Defining system
The default bonding information stored in the code is based on corner-sharing lead halide perovskites. For other perovskite systems, you may need to define the specific bonding information for that system. You can do that by defining a dict and pass it to the system_overwrite option. The details of how to construct such info is explained in the code piece below. Here we showed an example for a 1D BaTiS3 perovskite structure.
The code provides a function system_test to calculate appropriate values for you, which can be called after the Trajectory object is initialized.
The bonding information should look like:
where the values of each pair [[a,b], [c,d]] being:
a: lower bound of a range of distance that covers both and only NN1 and NN2
b: upper bound of a range of distance that covers both and only NN1 and NN2
c: NN1 distance of the connected pair
d: NN2 distance of the connected pair
from pdyna.core import Trajectory
MDtup = (200,200,1,20000) # (T_initlal, T_final, timestep, nblock in VASP or equally recording frequency)

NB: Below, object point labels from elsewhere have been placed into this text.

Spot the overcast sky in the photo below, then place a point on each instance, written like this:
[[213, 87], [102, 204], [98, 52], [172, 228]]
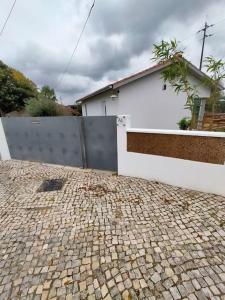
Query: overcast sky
[[41, 34]]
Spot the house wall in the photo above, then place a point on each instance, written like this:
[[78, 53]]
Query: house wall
[[193, 175], [146, 102]]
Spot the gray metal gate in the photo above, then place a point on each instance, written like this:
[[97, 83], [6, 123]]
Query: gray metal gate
[[88, 142]]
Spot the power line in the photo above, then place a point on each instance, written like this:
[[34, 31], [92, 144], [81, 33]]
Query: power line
[[205, 35], [76, 46], [7, 19]]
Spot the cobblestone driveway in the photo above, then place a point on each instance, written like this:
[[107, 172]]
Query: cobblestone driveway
[[107, 237]]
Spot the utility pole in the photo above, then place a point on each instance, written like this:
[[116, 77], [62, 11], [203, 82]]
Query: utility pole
[[205, 35]]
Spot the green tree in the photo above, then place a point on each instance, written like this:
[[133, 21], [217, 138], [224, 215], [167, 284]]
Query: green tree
[[15, 89], [42, 107], [48, 92]]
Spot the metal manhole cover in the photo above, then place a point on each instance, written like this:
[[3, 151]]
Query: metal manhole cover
[[50, 185]]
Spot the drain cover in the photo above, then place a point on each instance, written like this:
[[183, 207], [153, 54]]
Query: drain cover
[[49, 185]]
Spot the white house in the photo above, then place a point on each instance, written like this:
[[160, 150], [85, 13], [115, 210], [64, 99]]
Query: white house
[[150, 102]]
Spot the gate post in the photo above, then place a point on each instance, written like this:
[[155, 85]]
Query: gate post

new_sys = {'B-sites': ['Ti'], # The B-site elements in the structure
'X-sites': ['S'], # The X-site elements in the structure
# The next two lines are the bonding information of the structure
# characteristic value of bond length of your material for structure construction, doesn't have to be very accurate
# the first interval should be large enough to cover all the first and second NN of B-X (B-B) pairs,
# in the second list, the two elements are 0) approximate first NN distance of B-X (B-B) pairs,
# and 1) approximate second NN distance of B-X (B-B) pairs
# These values can be obtained by intuition or inspecting the initial configuration or, e.g. in the pair distrition function of the structure
# Alternatively, you can use the 'get_bonding_info' function in the 'structure' module to get the bonding information
'fpg_val_BB': [[1.5,6.3], [2.9,5.8]], # For the B-B pairs
'fpg_val_BX': [[0.1,5], [2.4,4.8]], # For the B-X pairs
}
traj = Trajectory("extxyz",("trajetory_1D.extxyz", "init.extxyz", MDtup)) # The inputs for EXTXYZ format are (trajectory file, initial frame file, MDtup)
# The initial frame file is optional, if not provided, the first frame in the trajectory file will be used as the initial frame
traj.dynamics(read_mode= 1, # equilibration mode
uniname="test_1D", # A unique user-defined name for this trajectory, will be used in printing and figure saving
allow_equil = 0.2, # use the entire trajectory
read_every = 0, # read every step, 0 is automatic
toggle_tilt_distort = True, # switch of octahedral tilting and distortion calculation
structure_type = 3, # 1: 3C polytype, 2: other non-perovskite with orthogonal reference enabled, 3: other non-perovskite with initial config as reference
multi_thread = 10, # enable multi-threading in this calculation, since not vectorized
system_overwrite = new_sys,
)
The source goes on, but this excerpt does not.